Gas driller Range Resources, the commission ruled, was not to blame for Lipsky's flaming water. What it did not mention, however, was that after Lipsky complained about the gas, the commission sent Range a notice of violation, according to Brett Shipp's story last night on WFAA-TV. Commission inspectors had detected gas pressure on Range's wellhead -- a sign that something could be amiss.

As I reported back in April 2012, thousands of feet of Range's well bore between the aquifer above and the gas-bearing shale below were not lined with cement. This huge section was left exposed. That in itself might not be a problem, but the exposed section cut through the Strawn formation, a geological feature that also holds natural gas. Per the regulator's own rules, "productive horizons" or "gas formations" have to be cemented in to prevent the gas from migrating up the well bore and potentially seeping into aquifers.

Experts from Cornell and Texas A&M say Range should have done that anyway.

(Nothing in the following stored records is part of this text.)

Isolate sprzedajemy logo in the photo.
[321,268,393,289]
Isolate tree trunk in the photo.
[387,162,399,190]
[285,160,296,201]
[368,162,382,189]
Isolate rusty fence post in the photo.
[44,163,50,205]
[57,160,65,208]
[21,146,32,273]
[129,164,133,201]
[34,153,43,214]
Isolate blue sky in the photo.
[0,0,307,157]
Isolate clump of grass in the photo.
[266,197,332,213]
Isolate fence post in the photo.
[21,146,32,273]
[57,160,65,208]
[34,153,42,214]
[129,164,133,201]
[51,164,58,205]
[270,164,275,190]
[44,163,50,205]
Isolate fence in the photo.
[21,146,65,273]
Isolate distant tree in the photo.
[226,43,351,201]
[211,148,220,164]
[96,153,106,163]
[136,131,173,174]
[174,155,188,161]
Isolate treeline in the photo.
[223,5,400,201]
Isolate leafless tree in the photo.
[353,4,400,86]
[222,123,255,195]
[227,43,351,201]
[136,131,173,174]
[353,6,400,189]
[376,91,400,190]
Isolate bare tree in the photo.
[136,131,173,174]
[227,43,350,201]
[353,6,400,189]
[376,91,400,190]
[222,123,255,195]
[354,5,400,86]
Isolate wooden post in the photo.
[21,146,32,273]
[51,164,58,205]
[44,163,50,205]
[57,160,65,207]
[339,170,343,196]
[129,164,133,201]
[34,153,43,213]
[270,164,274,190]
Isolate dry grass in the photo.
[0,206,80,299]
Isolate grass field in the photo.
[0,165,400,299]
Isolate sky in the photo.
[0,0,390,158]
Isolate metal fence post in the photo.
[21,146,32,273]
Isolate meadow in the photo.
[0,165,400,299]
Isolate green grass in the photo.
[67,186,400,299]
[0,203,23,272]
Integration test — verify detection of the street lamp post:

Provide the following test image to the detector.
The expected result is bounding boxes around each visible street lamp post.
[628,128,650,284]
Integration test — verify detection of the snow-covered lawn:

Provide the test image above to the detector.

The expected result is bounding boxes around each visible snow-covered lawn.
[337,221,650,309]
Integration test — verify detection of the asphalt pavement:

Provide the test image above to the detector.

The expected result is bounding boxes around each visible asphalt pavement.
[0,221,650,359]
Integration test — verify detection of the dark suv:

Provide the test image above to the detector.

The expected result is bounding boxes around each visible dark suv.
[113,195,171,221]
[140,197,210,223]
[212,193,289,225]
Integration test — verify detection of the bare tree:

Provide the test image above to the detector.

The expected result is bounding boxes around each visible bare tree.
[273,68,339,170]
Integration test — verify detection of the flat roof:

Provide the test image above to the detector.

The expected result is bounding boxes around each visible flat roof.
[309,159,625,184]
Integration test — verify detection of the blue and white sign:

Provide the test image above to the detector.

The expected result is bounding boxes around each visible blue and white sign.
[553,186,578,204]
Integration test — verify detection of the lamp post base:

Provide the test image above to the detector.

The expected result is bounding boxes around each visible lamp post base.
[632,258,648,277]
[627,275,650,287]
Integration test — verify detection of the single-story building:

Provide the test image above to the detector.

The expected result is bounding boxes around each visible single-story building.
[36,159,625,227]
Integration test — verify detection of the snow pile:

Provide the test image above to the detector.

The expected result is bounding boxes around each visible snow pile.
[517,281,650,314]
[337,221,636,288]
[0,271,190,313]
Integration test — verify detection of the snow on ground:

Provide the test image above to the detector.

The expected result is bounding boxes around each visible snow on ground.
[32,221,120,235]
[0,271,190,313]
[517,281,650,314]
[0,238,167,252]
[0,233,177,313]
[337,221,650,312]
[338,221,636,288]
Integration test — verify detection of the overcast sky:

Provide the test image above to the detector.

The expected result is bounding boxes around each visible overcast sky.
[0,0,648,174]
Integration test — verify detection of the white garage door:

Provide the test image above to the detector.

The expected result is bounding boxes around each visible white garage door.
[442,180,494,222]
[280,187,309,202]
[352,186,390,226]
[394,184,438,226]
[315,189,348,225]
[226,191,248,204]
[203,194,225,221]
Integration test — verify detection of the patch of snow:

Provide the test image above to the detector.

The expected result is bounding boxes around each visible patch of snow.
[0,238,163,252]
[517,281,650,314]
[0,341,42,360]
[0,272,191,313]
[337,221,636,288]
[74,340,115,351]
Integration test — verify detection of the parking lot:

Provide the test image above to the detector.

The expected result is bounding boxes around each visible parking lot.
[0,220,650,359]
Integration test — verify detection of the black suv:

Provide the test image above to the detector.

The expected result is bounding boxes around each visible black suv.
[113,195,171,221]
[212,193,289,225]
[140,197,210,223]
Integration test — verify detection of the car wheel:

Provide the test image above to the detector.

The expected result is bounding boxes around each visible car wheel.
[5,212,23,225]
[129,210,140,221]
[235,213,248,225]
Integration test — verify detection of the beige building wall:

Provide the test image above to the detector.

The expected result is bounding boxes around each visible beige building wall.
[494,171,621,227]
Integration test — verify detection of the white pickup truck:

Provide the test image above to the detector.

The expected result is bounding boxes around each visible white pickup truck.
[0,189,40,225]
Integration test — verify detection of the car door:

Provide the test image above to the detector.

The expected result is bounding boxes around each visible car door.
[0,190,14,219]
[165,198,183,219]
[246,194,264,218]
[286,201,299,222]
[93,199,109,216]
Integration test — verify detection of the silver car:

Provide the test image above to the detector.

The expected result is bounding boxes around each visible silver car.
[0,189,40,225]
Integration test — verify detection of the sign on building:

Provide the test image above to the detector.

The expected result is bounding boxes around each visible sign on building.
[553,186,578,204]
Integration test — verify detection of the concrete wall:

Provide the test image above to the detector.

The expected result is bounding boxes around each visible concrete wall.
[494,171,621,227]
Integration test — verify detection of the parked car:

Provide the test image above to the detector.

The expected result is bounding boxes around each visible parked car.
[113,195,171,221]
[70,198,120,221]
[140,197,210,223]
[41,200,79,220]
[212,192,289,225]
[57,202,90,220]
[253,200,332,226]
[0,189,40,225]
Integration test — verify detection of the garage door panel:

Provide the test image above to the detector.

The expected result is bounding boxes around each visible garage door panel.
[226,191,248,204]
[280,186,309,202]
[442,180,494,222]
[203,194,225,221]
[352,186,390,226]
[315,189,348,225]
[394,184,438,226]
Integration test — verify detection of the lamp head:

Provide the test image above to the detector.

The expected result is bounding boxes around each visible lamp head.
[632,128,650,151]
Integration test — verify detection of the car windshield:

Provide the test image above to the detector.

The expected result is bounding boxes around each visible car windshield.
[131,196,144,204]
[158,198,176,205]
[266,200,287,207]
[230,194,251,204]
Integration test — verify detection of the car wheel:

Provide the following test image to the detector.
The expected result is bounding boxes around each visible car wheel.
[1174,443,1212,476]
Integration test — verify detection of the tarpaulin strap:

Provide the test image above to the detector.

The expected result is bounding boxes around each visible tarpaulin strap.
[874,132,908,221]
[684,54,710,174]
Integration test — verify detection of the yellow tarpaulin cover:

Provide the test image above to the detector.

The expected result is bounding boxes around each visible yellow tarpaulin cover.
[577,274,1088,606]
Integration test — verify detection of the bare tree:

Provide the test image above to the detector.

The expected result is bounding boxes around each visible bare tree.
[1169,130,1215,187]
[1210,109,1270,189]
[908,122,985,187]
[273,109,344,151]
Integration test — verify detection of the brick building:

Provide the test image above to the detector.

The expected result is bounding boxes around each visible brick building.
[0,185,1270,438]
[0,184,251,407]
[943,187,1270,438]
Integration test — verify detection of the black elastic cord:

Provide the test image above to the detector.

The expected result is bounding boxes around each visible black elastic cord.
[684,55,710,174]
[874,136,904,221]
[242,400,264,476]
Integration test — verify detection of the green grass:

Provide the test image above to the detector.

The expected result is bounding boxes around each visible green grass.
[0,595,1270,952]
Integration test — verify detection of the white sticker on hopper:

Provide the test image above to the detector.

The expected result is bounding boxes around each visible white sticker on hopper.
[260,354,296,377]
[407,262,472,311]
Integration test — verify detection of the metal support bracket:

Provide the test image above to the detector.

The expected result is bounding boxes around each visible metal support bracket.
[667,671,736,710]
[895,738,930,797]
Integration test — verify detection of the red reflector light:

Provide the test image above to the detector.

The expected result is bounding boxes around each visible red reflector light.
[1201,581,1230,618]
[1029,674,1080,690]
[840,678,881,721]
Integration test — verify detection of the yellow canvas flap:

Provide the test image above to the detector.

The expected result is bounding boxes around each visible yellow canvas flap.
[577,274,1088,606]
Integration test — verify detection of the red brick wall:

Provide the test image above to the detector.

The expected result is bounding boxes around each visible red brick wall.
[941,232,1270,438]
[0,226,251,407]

In Lipsky's legal battle against Range, his experts have contended that this might be why Lipsky has gas in his water.

In a response to the commission obtained by Shipp, Range apparently proposed pumping cement down the well bore "to eliminate any chance that gas could be migrating from any zone down below."

It never did. The Commission dropped the violation and eventually exonerated Range in a hearing that appeared to be as much a swipe at the EPA as it was an honest, fact-finding inquiry. I was troubled back then by the commission's incredibly cozy ties with the industry, a fact the Texas Sunset Commission has lamented to no avail. Elizabeth Ames Jones was about to be named chairperson of the commission. She was also a candidate for Texas Senate. And Range Resources had in the recent past had a financial interest in several wells owned by a now-defunct company run by Ames Jones' father and husband.

Range now says the rule it allegedly violated applies only to "commercially productive zones," though the actual code reads much more broadly.

And the commission? It says it doesn't decide what is and is not commercially productive. Range Resources does.